Oh god, yes. I love love love that film. It is one of my favorites.
Even with its racism, homophobia, drug use, and rape scenes it feels like a perfect representation of the times and the place it was filmed. These things are presented without comment and never glamorized.
Everybody focuses on Travolta and his iconic white suit, but at its core it is a dark and depressing story.
Staying Alive, the sequel, is a giant turd though.
I think that’s one reason I never watched it until now. I was too young when it came out, and by the time I was old enough it was the 80s and it was just “that disco movie”, and what kind of loser wanted to watch a disco movie in the 80s?
Indeed. I originally watched it in the 1990s because as a young adult I had a fascination with the 1970s and was big into cinema so I rented it thinking it would be a romp (Bee Gees! Disco! Travolta! Lol!). I was very wrong.
Funny, because I’d brought it up in response to a mention of the street over in one of the Wells Fargo threads.
Before seeing that film, I’d only really known Oingo Boingo for ‘Weird Science’ and of course Elfman’s work on film scores. Seeing Forbidden Zone got me interested in looking up more of the Knights and their music videos and stuff. I really should buy some of it for my music library.
Anyhow, I didn’t love FZ but I thought it had a lot of creative merit. Certainly a great example of getting real shit done on a shoestring.
They just showed Patton on my public TV affiliate.
The photography is unmatched. I found the extensive use of wide-angle lenses interesting, too.
Getting all those perfect exposures on location with the tanks and explosions and extras and the damn airplanes moving through a perfectly balanced composition–say goodbye forever to that type of filmmaking.
the subject of WWII had even then been played out, though Scott performed admirably.
Tangentially, Patton always struck me as the 20th century Custer. “Brave but crazy, tactically useful but strategically idiotic” seems to be a repeating American military archetype.

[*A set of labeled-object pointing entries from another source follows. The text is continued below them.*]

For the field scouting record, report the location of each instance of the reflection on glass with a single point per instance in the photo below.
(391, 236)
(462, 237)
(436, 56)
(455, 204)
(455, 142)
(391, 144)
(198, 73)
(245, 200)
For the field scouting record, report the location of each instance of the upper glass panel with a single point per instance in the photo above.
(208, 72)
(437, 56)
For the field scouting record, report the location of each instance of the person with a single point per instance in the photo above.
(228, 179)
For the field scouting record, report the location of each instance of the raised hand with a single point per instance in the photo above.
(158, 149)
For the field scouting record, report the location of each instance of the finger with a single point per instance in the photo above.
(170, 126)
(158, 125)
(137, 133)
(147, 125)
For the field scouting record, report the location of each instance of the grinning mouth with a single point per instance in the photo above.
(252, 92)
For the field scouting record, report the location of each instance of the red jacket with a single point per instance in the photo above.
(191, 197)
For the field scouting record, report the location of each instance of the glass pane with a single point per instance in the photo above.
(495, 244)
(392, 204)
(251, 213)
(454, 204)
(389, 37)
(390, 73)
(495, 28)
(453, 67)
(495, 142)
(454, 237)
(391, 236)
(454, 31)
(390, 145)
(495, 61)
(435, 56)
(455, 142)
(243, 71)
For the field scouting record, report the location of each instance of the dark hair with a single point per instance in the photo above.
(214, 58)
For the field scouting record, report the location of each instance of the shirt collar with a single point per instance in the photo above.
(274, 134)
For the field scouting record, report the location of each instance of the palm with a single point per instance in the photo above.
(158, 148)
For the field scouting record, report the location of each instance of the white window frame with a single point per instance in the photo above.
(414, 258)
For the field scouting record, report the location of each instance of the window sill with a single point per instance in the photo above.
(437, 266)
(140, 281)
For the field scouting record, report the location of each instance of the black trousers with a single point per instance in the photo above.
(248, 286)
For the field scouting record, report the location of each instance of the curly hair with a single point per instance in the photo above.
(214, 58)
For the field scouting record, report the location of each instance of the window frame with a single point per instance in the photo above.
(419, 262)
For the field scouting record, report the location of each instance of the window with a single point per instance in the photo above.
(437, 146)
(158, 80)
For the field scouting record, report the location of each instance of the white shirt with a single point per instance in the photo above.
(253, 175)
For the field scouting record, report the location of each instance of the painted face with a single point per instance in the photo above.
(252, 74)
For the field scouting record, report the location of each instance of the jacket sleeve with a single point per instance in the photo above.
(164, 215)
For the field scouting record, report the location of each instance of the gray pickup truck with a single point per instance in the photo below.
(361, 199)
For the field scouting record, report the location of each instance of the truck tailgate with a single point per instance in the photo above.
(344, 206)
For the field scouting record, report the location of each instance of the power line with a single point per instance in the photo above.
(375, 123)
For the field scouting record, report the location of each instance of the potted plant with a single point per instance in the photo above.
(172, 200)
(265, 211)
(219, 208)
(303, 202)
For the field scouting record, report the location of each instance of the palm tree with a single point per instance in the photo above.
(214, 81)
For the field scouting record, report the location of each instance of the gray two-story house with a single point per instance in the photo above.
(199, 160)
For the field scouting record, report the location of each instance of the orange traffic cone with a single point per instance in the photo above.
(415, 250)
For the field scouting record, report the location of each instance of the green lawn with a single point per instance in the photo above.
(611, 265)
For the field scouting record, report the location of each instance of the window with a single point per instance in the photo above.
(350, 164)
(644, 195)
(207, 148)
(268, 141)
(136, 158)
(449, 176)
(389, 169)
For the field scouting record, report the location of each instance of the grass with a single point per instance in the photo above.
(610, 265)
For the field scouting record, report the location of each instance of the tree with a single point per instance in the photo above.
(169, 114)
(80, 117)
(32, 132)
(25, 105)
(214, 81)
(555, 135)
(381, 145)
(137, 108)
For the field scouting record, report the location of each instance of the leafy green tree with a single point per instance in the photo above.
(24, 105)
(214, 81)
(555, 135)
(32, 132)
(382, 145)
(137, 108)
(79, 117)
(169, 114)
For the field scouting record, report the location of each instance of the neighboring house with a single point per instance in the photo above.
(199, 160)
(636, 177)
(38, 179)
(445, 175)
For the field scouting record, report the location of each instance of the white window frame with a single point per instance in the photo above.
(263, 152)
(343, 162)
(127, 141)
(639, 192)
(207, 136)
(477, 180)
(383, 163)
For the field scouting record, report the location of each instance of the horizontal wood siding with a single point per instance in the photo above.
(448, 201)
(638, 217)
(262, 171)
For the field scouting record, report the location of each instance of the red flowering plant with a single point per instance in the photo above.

Love that Hell’s bounty hunter was called “The Accountant”. It makes me think of a super competent less pervy version of Cyrill Figgis on Archer.
The “Sex and gunplay scene” with Charlotte Ross becomes more fun to watch knowing she plays Donna Smoak on Arrow.
The movie had no pretensions for greatness. It was a salute to 70’s trash genres without being so Quentin Tarrantino/Roberto Rodriguez nod and winked to death.
Still not the worst movie Nicholas Cage has done, nor will do.
Just finished It’s a Mad, Mad, Mad, Mad World. Took me 3 days because I couldn’t watch more than an hour without getting so annoyed at it’s awfulness I had to turn it off.
Rarely has such a talented cast and such beautiful filming gone to such awful dreck. I’m blown away that this was both a critical and commercial success. Very unfunny.